Germany’s Bundesrat has finally agreed on the make-up of its inter-state mandate moving to revamp its federal gambling framework by 2021. However, featuring an overly complex licensing procedure and muddled policies, strategic consultancy Regulus Partners finds little to cheer on ‘German progress’…
Germany has done what it was expected to with regard to online gambling policy, possibly for the first time in over a decade. Equally, it is both an inter-state agreement and, we believe, a framework that is compatible with EU law… something likely to be discovered fairly soon!
The option chosen was simply to extend the number of licences and allow Schleswig-Holstein an opt-out of those elements it doesn’t like. This is the worst case scenario for German facing operators, in our view, since they are likely to be forced to play a game they cannot win.
The framework, other than the number of licences, is largely a rehash of the 2012 Treaty. The tax rate on sports betting will continue to be 5% of turnover; but whereas sports betting is currently taxed but not regulated, in the new licensing regime there will be customer turnover limits of €1000 per month, severely curtailed in-play (to match outcomes) and the potential for additional state safer gambling and/or duty requirements.
The betting landscape, which is currently c. 70% in-play and likely c. 80% ‘heavy user’ dominated in terms of revenue (many of which would be impacted by the turnover limit), therefore cannot function as it currently stands. High margin, multiple-led, mass market offers may thrive, but these are not currently dominant across the market (though Tipico and Bet3000 have some omnichannel expertise here). The level of dislocation and black market leakage is therefore likely to be immense for all those operators choosing to get a licence (and since substantially all of the big operators exposed to Germany are already registered with the tax authorities, the regulators know where to look).

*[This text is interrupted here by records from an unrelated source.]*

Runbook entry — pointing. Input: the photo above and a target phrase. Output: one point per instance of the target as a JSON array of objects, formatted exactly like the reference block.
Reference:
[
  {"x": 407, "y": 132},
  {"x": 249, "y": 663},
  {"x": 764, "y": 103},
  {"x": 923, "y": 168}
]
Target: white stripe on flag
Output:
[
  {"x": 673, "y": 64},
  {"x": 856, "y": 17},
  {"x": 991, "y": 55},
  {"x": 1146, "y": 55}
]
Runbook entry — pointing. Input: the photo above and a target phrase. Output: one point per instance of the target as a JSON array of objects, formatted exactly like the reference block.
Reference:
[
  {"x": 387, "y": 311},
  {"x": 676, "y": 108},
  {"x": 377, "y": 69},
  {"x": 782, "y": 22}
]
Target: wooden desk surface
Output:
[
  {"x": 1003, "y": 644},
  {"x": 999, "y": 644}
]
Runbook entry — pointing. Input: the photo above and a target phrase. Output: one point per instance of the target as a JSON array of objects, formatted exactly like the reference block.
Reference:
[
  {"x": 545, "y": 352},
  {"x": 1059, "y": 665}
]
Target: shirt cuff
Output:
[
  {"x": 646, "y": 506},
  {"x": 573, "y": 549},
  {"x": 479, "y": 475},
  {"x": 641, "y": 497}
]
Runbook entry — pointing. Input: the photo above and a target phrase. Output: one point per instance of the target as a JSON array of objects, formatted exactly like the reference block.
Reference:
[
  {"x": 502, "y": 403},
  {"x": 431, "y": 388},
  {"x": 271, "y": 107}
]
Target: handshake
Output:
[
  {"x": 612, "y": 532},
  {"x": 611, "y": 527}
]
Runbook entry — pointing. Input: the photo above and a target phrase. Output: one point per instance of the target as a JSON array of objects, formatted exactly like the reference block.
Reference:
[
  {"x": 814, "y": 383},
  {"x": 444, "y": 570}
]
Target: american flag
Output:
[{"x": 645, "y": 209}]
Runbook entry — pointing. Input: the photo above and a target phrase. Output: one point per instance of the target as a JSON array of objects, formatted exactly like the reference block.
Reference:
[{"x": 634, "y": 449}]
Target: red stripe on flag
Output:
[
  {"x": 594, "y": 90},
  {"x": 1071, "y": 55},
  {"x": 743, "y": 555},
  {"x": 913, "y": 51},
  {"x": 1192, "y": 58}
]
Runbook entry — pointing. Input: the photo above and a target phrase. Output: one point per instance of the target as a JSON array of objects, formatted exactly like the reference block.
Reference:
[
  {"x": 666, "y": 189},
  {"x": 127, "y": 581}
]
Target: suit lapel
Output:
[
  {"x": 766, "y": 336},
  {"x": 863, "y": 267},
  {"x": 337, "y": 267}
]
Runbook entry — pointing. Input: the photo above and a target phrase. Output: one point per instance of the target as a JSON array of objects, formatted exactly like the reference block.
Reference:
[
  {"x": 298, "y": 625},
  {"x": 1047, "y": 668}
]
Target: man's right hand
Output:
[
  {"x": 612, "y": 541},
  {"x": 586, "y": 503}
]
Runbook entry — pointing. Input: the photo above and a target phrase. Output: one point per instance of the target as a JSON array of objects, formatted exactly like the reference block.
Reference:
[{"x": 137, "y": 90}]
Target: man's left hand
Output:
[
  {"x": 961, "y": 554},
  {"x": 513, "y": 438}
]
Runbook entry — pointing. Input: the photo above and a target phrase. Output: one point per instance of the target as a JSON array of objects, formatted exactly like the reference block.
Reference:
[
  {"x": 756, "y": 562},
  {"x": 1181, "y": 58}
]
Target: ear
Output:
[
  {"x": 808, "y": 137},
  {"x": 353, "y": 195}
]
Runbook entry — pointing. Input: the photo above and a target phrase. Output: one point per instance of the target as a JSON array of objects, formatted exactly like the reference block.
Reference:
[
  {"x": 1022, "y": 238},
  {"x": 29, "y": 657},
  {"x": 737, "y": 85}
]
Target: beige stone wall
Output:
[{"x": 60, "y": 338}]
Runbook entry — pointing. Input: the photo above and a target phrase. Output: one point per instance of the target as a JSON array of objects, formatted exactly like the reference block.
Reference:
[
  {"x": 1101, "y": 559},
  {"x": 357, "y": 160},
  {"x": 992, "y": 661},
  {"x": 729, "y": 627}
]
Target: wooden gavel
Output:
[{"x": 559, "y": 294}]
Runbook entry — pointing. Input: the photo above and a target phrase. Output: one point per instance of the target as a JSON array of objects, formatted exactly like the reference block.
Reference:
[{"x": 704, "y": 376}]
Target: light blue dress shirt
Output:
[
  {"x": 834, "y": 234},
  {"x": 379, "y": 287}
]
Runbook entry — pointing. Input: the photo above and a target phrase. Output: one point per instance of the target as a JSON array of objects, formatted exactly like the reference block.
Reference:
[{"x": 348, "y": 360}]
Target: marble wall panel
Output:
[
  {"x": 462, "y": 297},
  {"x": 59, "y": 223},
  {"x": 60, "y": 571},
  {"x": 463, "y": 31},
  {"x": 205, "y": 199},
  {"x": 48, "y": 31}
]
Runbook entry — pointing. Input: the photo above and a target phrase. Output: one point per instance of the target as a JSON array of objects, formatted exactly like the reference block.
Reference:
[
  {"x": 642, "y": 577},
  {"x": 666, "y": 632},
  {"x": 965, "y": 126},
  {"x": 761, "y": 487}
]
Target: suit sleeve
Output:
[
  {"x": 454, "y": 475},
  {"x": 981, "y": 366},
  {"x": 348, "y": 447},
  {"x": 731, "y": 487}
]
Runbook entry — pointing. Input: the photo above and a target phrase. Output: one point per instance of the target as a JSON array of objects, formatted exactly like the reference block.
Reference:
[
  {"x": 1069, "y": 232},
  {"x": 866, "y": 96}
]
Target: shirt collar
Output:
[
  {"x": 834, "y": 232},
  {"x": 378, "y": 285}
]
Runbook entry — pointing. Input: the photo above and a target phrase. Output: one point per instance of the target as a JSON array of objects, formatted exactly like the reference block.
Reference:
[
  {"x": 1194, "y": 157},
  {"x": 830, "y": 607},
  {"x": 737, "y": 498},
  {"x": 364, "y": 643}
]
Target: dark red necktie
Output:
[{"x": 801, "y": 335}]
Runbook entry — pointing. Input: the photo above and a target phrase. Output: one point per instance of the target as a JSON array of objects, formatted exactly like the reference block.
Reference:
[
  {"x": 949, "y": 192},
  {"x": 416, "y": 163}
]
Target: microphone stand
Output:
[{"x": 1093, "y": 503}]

Perhaps a bigger issue is that gaming would effectively be banned, which we estimate currently to be c. 47% of the market. No doubt some displaced gaming revenue will end up in betting, but without in-play the ability to offer similar products is severely limited… whether virtuals will be allowed is potentially significant here – though we would doubt it.
Most are likely to go to the black market or simply to stop. Hence our estimates last week that c. 70% of the current German online gambling market (c. €1.8bn) is at risk in revenue terms, and therefore (potentially more than) all profit. With Novomatic (and Gauselmann B2B) already having taken the hit, the biggest visible losers are likely to be Tipico (biggest exposure but at least high betting margins), GVC, Bet-at-Home (both low margin betting and gaming) and Stars (substantially all gaming); with 888, JPJ and many Nordic-led operators also taking a material hit in terms of growth, comps and cash flow.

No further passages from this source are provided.